Cameron arrived at the White House on Thursday evening, and after being greeted by Obama in the Oval Office, the two sat down for a working dinner of herb-encrusted lamb and pickled wild mushrooms, with warm pear cake for dessert. On Friday, they were to hold a more formal meeting in the Oval Office before taking questions from the American and British press.

Their meeting comes as both the U.S. and Europe are on edge over last week's terrorist attacks in France, where 17 people were slain in attacks spurred by a satirical newspaper's caricatures of the Prophet Muhammad. Fears of additional attacks by Islamic extremists only grew on Thursday when police in Belgium killed two suspects during an anti-terror raid launched to preempt what officials called a major impending attack.

"The terrorists know only how to destroy, but together we can do something infinitely more powerful: build security, strengthen justice and advance peace," Obama and Cameron wrote in The Times of London in a joint editorial ahead of their visit. "The United States and Britain will continue to work closely with all those who believe in peace and tolerance."

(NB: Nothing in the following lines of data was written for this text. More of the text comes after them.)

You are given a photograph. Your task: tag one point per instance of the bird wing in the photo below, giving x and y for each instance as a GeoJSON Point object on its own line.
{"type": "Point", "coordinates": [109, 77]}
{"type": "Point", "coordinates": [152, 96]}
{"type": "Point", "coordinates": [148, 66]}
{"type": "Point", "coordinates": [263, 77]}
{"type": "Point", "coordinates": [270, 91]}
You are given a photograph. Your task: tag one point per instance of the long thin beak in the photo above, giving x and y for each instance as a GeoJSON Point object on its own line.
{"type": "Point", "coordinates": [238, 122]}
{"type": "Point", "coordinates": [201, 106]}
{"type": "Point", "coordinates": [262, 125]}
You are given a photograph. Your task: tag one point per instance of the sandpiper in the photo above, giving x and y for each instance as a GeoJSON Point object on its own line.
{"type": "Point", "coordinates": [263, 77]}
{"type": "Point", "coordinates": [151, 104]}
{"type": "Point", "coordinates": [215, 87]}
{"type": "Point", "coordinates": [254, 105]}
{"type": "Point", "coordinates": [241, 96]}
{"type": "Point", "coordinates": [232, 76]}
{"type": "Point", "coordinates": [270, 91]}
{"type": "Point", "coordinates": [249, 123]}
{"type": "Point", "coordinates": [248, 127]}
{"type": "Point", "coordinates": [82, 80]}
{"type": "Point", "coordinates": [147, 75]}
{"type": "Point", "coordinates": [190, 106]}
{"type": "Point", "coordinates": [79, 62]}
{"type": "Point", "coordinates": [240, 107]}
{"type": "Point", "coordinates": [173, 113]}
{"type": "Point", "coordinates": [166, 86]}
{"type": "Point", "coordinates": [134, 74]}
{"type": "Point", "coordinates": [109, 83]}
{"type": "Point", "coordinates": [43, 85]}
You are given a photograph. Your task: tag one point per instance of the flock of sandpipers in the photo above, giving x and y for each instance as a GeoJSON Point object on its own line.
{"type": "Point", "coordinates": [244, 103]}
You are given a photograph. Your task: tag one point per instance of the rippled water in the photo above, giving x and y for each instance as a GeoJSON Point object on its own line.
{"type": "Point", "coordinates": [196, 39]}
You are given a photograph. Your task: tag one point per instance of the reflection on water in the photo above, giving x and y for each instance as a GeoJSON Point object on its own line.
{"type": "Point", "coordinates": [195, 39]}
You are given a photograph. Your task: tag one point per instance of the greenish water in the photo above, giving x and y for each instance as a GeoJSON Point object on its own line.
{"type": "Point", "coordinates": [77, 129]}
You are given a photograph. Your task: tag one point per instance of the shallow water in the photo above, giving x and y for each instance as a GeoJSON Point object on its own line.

Yet the issue of cybersecurity, freshly relevant in the wake of a hack attack on Sony blamed on North Korea, threatened to test the ability of the two leaders to display a united front.

Ahead of the visit, Cameron announced that the U.S. and U.K. will stage cyber "war games" together and launch a joint "cyber cell," where officials from the FBI and the National Security Agency will team up with Britain's GCHQ and MI5 intelligence and security agencies to share information on cyberthreats. The first round of war games, scheduled for later this year, will simulate an attack on banks and the financial sectors in London and New York, with more exercises to follow later to test the resilience of national infrastructure.

"This is about pooling our effort so we stay one step ahead of those who seek to attack us," Cameron said.

Encrypted communications for surveillance an issue

But on the related issue of encryption, Cameron was coming to the White House with a request in hand. Cameron has said he plans to ask Obama to press U.S. technology companies like Google and Facebook to allow governments to snoop on encrypted communications.

Such notions hit a nerve in the U.S., where Obama was forced to order changes to U.S. intelligence collection practices after widespread outrage at revelations that the NSA was scooping up phone records of millions of Americans. Disclosures by former NSA systems analyst Edward Snowden also showed that several U.S. Internet businesses identified were giving NSA access to customer data.

White House spokesman Josh Earnest wouldn't say whether Obama would support a government "backdoor" to get around encryption and allow authorities to monitor communications that might be helpful to protect national security, but said the issue would surely come up in Obama's meeting with Cameron.

"I think our British counterparts would agree that it is imperative that we properly balance the need for government, intelligence agencies and national security agencies to access to certain kinds of information to try to protect their citizens," Earnest said.

Cameron, who faces a difficult re-election later this year, has sought to use his visit with Obama to showcase his close partnership with the American president. In 2012, amid his own re-election campaign, Obama hosted Cameron at the White House for an official state dinner.